Conclusion and Future Work
In this article an open experimental framework to benchmark keystroke dynamics for biometric verification is provided to the research community to alleviate the heterogeneity of the experimental protocols, metrics, and the limited size of the databases adopted in the literature. The framework is provided in the form of the Keystroke Verification Challenge (KVC),11 hosted on CodaLab,12 and held within the 2023 IEEE International Conference on Big Data,13 Sorrento, Italy, December
Finally, we make a first use of the proposed framework by employing two recent state-of-the-art keystroke biometric systems, TypeNet [11] and TypeFormer [16]. Besides a direct comparison of the two, that shows the superiority of the former in the desktop scenario, and of the latter in the mobile one, we consider different sets of input features towards a more privacy-preserving keystroke verification system. The proposed solution is based on discarding the ASCII code, which reveals the text content, in favor of extended features in the time domain. We analyze four different experimental configurations, that focus on deepening the temporal information provided to the models in order to compensate the removal of spatial information due to the ASCII code, utilized to learn the relation in between the location of the specific key in the keyboard layout, and the correspondent time dynamics. Our experimental results show that such approach allows to maintain satisfactory performance in the desktop scenario, and even improved for mobile devices.
Concerning future work, the next directions of research will go toward the optimisation of the model architectures to improve the recognition performance and to reduce bias. More sophisticated training approaches will also be investigated, i.e. loss functions based on the selections of hard comparisons and adaptive margins [53], [57], specifically designed for the case of behavioral biometrics such as KD. Moreover, approaches based on the generation of synthetic subject-specific data will be considered to assess the suitability of such techniques to the problem of behavioral biometrics-based verification. To this end, KVC represents a dedicated and unified test bench for the entire biometric research community. By doing so, we aim to foster the design of innovative solutions that achieve improved performance in comparison with existing ones, that are benchmarked here.

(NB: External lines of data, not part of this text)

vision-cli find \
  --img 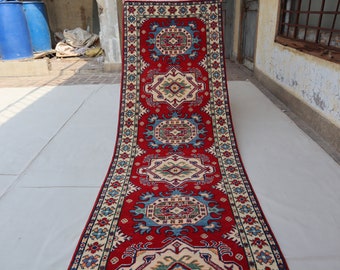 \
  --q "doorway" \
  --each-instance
[222,0,235,59]
[239,0,259,70]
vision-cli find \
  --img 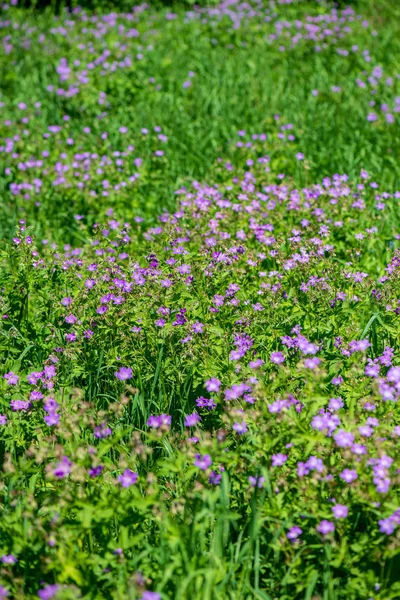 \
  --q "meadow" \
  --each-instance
[0,0,400,600]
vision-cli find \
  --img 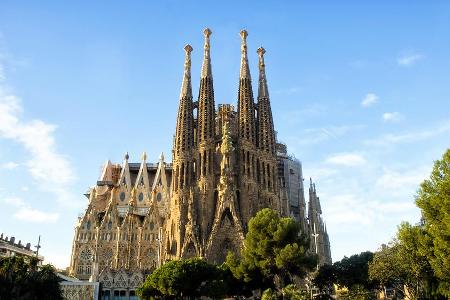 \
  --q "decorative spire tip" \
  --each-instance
[203,28,212,38]
[184,44,194,54]
[240,29,248,41]
[256,46,266,56]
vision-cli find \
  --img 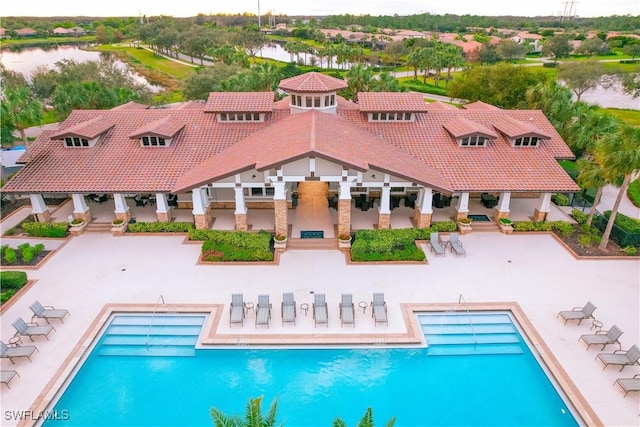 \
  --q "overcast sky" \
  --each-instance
[0,0,640,17]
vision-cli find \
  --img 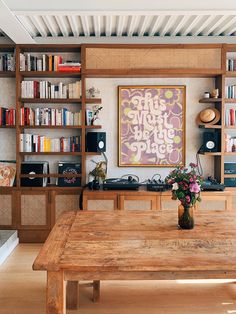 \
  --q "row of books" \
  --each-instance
[20,133,81,153]
[20,108,81,126]
[20,53,81,72]
[0,53,15,71]
[21,81,81,99]
[225,108,236,126]
[225,134,236,153]
[226,59,236,71]
[0,107,16,126]
[225,85,236,99]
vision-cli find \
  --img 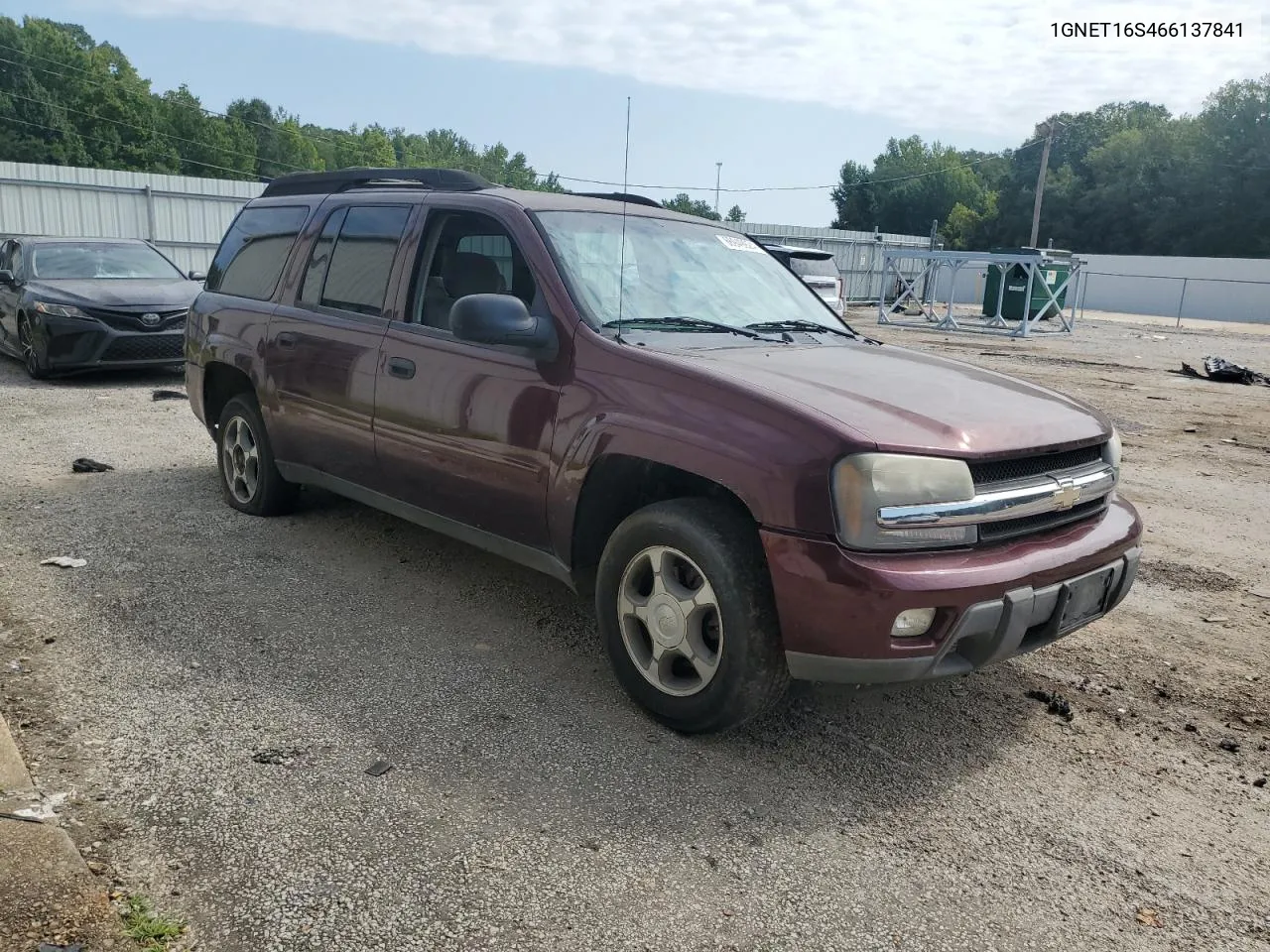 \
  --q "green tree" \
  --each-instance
[225,99,325,178]
[662,191,718,221]
[160,85,258,178]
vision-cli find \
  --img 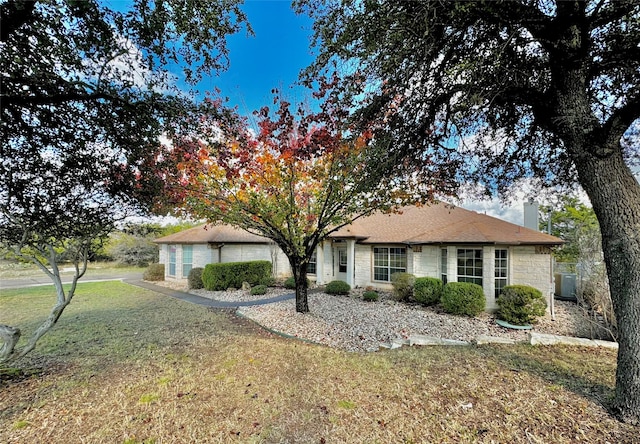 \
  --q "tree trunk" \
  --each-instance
[574,150,640,424]
[0,325,20,362]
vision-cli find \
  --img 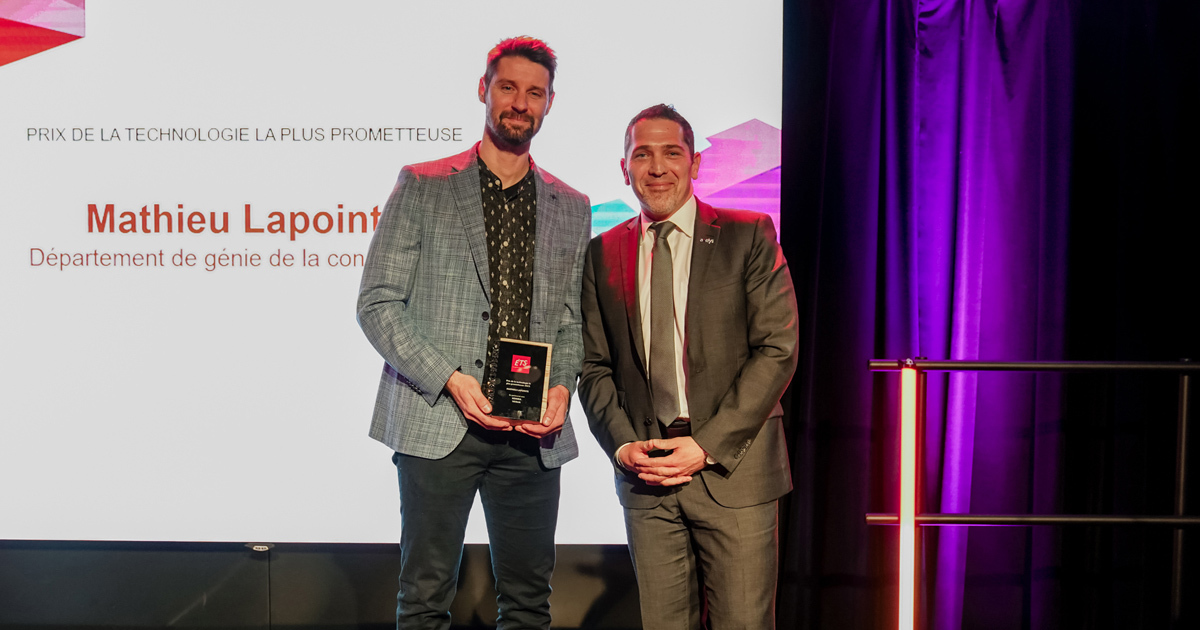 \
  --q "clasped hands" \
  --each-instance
[617,436,708,486]
[445,370,571,438]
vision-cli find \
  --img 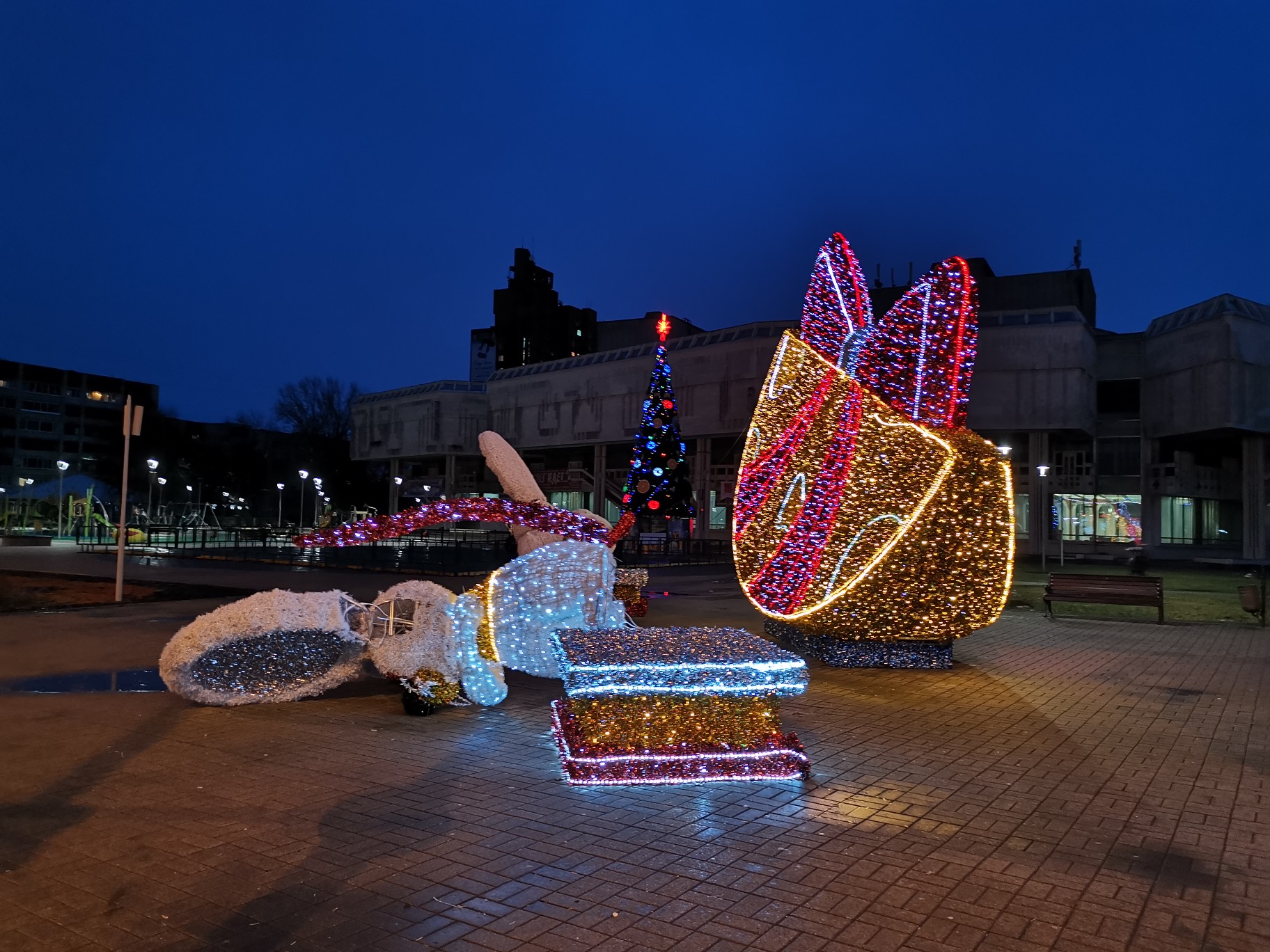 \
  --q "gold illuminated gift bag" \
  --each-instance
[732,235,1014,667]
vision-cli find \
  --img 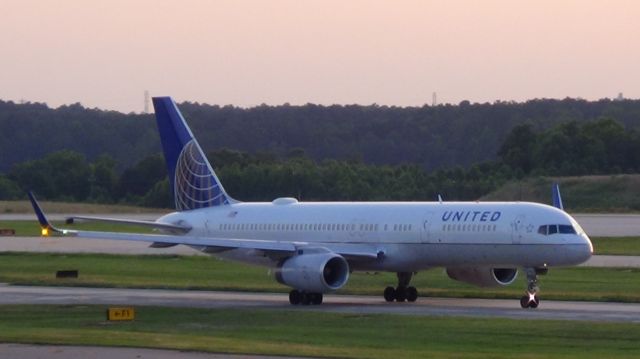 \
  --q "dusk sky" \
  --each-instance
[0,0,640,112]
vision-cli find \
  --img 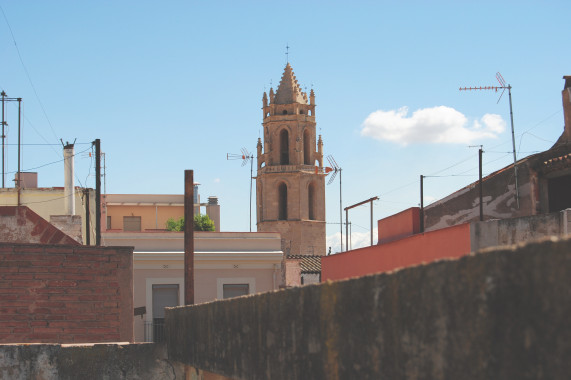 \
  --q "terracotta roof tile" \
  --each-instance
[287,255,321,273]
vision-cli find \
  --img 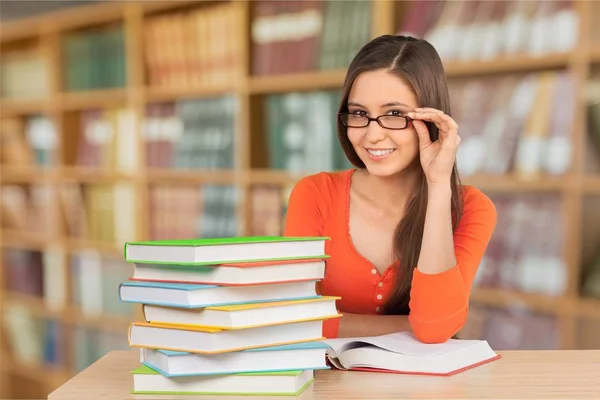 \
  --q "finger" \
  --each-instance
[409,109,458,141]
[413,119,431,150]
[408,111,450,132]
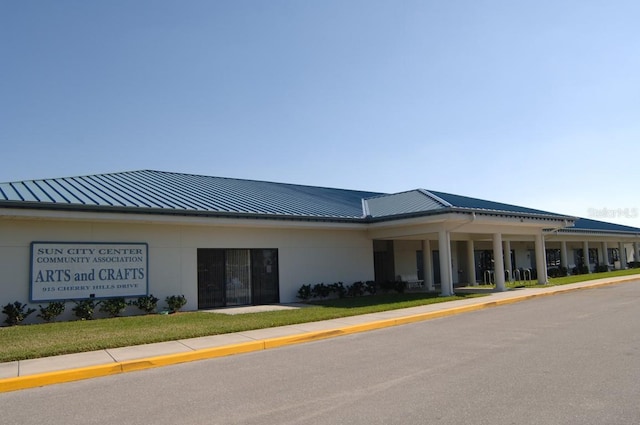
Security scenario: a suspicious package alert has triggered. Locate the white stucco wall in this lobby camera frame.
[0,218,374,321]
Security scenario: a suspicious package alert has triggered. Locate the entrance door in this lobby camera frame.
[198,249,280,309]
[198,249,225,309]
[225,249,251,305]
[251,249,280,304]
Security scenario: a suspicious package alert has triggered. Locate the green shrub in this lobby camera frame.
[100,297,127,317]
[129,294,160,314]
[365,280,378,295]
[298,285,311,301]
[328,282,347,298]
[38,301,66,323]
[547,266,568,277]
[311,283,331,298]
[347,281,366,297]
[393,280,407,294]
[165,295,187,313]
[71,298,100,320]
[2,301,36,326]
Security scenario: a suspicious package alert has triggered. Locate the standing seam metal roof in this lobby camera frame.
[0,170,380,218]
[5,170,640,233]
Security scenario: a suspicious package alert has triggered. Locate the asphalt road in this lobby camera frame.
[0,282,640,425]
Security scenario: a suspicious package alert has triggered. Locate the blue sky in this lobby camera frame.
[0,0,640,227]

Finally, the results of our contributed benchmark KVC in terms of demographic attribute assessment also enable further large-scale studies focused on examining the differences in subjects’ typing behavior due to biological, cultural, or linguistic factors. In this sense, new findings might be of great interest for several branches of the Human-Computer Interaction (HCI) community, e.g. privacy protection [14], security of minors online [58], user experience improvement [59], etc.